The rise in mandated overtime coincides with a steady decline in the number of frontline nurses staffing the jail. At the beginning of 2020, there were 58. There are now 43. The pandemic has triggered a vicious cycle: As burned out nurses leave, mandatory overtime becomes more common and hiring replacements becomes more difficult.

The exodus of jail medical staff, from nurses to management, has led to concerns about patient safety, WW has reported (“The Doctor Is Out,” Oct. 11). At the time, six inmates had died in the jail, more than in the five previous years combined.

That total is now seven. Tera Harris, a 53-year-old woman suffering from a chronic health condition, was found dead in her cell last week. She had previously filed a federal lawsuit accusing jail staff of “deliberate indifference” for failing to provide her with adequate medical care. (The county has denied the claims.)

There is no evidence to link short-staffing to any of the deaths. But the jails’ practice of mandating that nurses work second shifts, sometimes with little notice, is considered dangerous enough that it’s outlawed nearly everywhere else.

In 2001, Oregon lawmakers passed a law limiting the practice in hospitals. And in 2019, lawmakers extended some of those protections to state “correctional facilities,” prohibiting supervisors from forcing nurses to work more than 12 hours in a 24-hour period except in limited circumstances.
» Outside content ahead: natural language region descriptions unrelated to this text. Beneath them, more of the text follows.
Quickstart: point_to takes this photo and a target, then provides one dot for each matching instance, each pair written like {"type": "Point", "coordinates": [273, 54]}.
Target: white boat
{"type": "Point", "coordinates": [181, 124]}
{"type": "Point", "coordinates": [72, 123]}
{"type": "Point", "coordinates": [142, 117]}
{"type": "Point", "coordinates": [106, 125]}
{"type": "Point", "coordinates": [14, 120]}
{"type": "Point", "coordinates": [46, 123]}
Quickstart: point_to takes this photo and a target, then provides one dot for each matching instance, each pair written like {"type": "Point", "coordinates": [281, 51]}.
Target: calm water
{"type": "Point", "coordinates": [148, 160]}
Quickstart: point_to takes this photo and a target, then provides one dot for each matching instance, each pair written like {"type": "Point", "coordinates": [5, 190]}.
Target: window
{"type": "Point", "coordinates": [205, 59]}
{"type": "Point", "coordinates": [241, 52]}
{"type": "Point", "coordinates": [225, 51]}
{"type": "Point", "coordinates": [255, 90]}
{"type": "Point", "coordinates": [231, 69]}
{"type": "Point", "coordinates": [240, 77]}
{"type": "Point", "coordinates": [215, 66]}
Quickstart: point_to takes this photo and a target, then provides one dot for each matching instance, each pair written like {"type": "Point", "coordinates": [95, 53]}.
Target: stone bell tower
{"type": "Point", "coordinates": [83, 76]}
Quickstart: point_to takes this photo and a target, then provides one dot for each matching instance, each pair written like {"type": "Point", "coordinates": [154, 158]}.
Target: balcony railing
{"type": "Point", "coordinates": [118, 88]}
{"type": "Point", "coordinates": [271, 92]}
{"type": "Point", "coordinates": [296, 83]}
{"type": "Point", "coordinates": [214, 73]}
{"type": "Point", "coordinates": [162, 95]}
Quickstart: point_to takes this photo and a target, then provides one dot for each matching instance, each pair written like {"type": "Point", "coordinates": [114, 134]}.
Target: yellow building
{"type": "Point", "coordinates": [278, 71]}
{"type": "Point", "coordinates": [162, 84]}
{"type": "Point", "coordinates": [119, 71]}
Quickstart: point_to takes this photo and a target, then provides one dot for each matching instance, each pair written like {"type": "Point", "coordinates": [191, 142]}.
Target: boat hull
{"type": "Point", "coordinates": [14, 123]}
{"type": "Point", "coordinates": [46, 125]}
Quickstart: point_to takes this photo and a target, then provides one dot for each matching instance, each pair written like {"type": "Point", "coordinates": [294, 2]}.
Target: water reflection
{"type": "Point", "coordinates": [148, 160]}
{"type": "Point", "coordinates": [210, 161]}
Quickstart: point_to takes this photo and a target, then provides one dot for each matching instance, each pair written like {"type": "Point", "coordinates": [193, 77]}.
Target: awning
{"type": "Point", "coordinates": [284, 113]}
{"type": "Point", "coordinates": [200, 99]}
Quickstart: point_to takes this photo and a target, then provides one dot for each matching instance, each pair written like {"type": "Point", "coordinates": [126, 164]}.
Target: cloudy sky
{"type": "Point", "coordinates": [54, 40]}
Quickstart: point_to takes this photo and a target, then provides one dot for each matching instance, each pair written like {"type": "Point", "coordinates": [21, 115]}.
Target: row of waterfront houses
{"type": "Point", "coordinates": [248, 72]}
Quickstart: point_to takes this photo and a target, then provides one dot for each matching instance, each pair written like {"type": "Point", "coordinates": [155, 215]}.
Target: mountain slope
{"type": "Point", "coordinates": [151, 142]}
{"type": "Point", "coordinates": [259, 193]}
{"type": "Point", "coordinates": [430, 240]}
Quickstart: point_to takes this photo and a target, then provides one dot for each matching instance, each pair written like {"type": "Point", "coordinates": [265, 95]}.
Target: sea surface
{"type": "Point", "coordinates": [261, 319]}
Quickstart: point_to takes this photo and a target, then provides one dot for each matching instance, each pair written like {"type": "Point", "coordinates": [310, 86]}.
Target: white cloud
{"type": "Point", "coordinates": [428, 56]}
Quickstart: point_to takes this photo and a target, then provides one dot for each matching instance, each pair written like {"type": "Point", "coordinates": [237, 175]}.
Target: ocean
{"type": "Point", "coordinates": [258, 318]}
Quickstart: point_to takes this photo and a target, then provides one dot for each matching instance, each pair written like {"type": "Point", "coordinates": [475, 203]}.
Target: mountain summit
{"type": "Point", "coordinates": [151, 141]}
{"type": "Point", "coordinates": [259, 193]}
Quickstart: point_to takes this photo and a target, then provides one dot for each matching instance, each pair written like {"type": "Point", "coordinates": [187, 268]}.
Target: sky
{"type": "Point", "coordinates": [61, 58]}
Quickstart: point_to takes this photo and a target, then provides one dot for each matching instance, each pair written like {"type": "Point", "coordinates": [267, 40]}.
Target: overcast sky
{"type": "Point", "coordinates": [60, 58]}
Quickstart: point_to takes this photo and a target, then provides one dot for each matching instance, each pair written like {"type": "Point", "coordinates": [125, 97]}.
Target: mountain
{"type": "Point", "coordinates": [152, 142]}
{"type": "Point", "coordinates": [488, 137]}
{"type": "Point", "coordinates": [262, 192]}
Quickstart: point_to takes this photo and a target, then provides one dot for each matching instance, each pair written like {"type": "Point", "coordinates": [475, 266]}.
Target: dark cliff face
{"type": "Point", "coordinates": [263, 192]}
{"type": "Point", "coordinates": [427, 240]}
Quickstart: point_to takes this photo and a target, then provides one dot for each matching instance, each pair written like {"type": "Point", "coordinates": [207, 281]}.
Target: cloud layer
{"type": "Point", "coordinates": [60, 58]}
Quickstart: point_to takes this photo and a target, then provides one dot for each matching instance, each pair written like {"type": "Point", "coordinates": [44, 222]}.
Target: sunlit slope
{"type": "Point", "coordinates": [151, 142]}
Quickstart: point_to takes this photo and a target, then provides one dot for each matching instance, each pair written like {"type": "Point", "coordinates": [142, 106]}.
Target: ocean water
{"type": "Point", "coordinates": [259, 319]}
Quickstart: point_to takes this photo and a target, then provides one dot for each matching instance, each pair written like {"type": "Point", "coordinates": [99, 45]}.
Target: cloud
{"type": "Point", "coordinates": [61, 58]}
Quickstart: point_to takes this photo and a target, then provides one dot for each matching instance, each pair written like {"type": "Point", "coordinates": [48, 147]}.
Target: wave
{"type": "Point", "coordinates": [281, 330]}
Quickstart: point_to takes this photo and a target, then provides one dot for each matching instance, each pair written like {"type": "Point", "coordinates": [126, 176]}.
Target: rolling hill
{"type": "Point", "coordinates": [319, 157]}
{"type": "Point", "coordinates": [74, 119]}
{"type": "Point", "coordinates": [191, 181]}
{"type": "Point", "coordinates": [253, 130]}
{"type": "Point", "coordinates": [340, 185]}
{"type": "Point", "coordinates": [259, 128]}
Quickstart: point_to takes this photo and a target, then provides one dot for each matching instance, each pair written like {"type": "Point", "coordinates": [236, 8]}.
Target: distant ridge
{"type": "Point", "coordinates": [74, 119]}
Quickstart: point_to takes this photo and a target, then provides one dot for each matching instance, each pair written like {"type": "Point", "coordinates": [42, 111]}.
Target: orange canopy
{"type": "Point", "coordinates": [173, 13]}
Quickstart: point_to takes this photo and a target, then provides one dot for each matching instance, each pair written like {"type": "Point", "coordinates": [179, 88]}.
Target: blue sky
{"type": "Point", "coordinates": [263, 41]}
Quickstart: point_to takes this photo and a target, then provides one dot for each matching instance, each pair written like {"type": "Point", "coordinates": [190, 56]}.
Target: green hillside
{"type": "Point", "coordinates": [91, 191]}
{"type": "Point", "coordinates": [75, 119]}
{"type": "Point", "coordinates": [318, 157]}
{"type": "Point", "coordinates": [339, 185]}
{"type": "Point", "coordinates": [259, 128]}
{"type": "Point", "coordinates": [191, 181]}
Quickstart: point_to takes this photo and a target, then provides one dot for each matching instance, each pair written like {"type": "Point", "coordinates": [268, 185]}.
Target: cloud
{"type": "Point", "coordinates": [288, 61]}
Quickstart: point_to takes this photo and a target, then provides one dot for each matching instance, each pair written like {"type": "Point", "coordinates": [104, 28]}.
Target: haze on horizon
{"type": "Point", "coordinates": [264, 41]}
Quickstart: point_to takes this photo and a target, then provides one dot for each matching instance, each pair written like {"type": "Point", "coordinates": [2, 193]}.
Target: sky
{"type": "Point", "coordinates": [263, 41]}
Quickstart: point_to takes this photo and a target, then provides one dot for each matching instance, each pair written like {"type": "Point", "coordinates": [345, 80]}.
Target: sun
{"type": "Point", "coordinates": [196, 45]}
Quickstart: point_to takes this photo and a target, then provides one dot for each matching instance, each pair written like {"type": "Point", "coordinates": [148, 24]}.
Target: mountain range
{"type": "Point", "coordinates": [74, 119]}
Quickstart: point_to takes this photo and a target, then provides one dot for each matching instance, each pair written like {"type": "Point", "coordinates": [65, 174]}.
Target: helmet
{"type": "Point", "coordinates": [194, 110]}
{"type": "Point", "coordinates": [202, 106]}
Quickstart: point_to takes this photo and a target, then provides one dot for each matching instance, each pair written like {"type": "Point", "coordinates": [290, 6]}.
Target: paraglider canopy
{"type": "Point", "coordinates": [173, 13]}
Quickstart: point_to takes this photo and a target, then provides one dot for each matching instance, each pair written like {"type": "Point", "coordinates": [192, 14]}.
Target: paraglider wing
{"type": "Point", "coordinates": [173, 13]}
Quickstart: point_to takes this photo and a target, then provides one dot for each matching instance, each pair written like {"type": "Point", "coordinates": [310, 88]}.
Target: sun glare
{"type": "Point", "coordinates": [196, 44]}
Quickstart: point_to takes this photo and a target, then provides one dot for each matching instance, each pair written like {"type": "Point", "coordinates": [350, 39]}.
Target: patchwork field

Arguing in favor of the law, the nurses’ union cited research showing errors in patient care were “three times higher when nurses worked shifts of 12.5 hours or greater.”

As originally written, House Bill 2230 included jails but was later amended to apply only to prisons. Someone familiar with the negotiations tells WW that counties had lobbied for their exclusion behind closed doors. There was no public opposition, although a top official at the Oregon Department of Corrections, which runs the state’s prisons, did note that an early version of the new law would require hiring dozens of additional nurses.

The county health department, through a spokeswoman, says “it continued to increase nursing staffing to combat burnout and staff turnover.” The county recently added 19 positions, which, it told WW last month, “will of course take time to fill.”

As of early October, the number of filled frontline nurse positions had reached a five-year low. The problem could be finding nurses willing to work the grueling hours for lousy pay. Even with the current $4,500 signing bonus, the pay is less than that of comparable positions at some local hospitals—and because of mandatory overtime, the job just isn’t as desirable.

The county is now offering double pay for nurses who work some particularly undesirable shifts. And, ONA spokesman Kevin Mealy says, there will be discussions of “a legislative solution.”